Fires In The Night

We arrived in Bangkok after the Surin Elephant Round-Up (and the most painful overnight train ride of this trip) just in time to witness our latest example of absurd human behavior: the Loi Krathong festival in Thailand.  It’s a celebration that was originally dedicated to the goddess of water and was considered a way for people to atone for their wrongdoings, including polluting the environment. Therein the absurdity: Thais celebrate the festival by releasing thousands of candlelit floats into rivers. Many of the floats are built on bread – which means they eventually dissolve. But a large number use styrofoam. The result? When we took a boat ride the day after the festival, hundreds of mangled krathongs languished near the river’s edge, their unbiodegradable bases bobbing in the current. At least people’s consciences were clean.

Just in case a flotilla of styrofoam atonements is not enough, their release is often complemented by a different Thai tradition: the launch into the air of thousands upon thousands of flame-propelled paper lanterns.  We first saw these during the elephant festival, and if you don’t think too much about what they actually are, they’re quite beautiful – the sky is filled with what looks like illuminated jellyfish floating gracefully into the night.

But here’s what they actually are: paper lanterns fitted with a flammable wax base.

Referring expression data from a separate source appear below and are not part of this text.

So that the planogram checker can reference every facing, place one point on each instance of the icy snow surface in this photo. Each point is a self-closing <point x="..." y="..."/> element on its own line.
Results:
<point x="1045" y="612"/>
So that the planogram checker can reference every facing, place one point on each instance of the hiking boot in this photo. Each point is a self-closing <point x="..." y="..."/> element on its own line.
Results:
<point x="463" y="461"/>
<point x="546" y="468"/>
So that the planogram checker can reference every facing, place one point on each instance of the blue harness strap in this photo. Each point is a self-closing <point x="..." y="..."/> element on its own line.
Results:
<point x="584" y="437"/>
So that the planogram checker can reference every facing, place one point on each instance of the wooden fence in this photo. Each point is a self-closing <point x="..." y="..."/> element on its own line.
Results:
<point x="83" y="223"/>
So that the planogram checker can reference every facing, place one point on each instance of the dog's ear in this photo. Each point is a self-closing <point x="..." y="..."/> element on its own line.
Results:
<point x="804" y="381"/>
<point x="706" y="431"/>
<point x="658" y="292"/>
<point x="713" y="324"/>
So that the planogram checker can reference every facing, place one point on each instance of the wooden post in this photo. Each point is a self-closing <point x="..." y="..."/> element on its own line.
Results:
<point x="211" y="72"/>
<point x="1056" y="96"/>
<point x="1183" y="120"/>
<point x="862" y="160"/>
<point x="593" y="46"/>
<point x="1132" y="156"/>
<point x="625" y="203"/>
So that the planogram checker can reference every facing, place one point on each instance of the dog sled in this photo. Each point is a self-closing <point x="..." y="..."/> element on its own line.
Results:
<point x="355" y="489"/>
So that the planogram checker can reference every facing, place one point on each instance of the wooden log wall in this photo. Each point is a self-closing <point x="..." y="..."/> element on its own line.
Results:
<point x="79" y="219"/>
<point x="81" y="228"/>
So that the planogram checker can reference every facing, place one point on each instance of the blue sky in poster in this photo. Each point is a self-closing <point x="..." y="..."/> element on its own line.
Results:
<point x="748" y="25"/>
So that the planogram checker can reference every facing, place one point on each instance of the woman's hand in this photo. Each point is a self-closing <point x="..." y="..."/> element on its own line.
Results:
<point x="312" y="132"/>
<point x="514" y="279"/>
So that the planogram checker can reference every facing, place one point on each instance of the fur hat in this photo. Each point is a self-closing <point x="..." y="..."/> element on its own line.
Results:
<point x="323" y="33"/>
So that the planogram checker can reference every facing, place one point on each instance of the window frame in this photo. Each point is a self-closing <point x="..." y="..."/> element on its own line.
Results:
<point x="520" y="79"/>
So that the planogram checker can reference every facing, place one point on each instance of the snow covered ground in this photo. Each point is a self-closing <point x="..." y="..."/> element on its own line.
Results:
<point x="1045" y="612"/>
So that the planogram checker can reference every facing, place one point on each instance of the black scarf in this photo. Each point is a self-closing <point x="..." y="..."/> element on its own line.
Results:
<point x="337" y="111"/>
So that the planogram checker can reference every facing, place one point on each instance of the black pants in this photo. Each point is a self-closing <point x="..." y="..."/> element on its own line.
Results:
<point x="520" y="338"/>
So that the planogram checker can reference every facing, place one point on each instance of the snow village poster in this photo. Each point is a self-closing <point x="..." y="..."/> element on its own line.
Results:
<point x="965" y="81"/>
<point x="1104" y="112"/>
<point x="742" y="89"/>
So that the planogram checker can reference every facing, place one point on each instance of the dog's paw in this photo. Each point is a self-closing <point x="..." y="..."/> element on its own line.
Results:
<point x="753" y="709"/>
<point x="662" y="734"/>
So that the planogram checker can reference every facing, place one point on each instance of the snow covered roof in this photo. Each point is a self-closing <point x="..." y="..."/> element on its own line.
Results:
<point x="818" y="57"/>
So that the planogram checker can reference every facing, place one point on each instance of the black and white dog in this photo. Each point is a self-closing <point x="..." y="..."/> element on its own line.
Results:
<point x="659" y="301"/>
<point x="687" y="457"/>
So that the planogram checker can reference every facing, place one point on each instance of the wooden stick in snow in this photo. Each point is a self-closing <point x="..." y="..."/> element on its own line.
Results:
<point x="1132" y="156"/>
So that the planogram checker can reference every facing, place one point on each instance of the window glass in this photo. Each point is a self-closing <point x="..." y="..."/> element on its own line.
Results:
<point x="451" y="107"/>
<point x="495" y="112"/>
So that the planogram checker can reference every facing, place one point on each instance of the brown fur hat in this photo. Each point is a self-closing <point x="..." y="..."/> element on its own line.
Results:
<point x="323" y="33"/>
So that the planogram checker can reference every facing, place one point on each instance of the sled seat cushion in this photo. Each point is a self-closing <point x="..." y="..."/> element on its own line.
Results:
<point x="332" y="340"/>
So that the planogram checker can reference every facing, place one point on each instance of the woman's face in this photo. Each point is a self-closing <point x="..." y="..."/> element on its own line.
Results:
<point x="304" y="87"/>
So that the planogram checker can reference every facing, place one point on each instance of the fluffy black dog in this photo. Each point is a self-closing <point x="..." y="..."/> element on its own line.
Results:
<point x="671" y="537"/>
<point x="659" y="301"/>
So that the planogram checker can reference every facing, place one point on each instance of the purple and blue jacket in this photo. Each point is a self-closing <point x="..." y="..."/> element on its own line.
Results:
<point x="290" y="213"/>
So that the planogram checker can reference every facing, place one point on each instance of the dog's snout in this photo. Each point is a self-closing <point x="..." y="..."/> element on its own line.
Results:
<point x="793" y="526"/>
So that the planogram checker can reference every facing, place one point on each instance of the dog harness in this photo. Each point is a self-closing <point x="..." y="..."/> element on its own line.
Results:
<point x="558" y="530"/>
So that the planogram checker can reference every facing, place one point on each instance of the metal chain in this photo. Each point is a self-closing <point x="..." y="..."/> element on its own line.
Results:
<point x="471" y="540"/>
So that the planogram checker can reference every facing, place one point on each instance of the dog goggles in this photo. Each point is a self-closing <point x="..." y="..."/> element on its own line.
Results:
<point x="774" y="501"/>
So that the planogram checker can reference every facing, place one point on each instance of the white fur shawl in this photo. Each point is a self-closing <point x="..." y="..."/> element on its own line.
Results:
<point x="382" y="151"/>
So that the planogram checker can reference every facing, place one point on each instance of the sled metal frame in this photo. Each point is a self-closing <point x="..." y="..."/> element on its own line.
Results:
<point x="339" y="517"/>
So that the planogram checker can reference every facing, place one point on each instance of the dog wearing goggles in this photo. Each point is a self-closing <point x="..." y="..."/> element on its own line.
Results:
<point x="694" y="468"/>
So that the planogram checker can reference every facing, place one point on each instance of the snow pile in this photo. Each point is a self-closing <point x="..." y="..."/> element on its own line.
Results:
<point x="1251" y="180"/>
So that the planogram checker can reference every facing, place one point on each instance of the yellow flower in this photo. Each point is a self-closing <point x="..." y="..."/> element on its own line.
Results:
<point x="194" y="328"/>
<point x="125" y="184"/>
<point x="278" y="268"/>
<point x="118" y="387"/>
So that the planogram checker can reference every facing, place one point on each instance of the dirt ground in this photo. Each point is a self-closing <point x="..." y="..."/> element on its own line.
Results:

You light the base on fire, and eventually the flame produces enough hot air to carry the lantern into the air.

Peter and I both loved watching their gentle lift-offs. But not every launch is successful, and once you watch a few of these flame-filled paper lanterns topple sideways and begin to fall to the ground, the wax still spurting flame, you start wondering about the fire resistence of most Thai dwellings. We saw a few fire trucks hanging around the launch site but, given that the lanterns were being released into a breeze, that didn’t seem particularly useful. I would be interested in seeing incident reports from local fire stations on major Thai holidays. What I do know for sure, though, is that once the lanterns go up, they do indeed have to come down (once the wax runs out, the lanterns float back to earth) and over the next few days we saw dozens of smoke-blackened paper lanterns caught in bushes, or lying in grass on the side of the road. But hey. At least they’re pretty.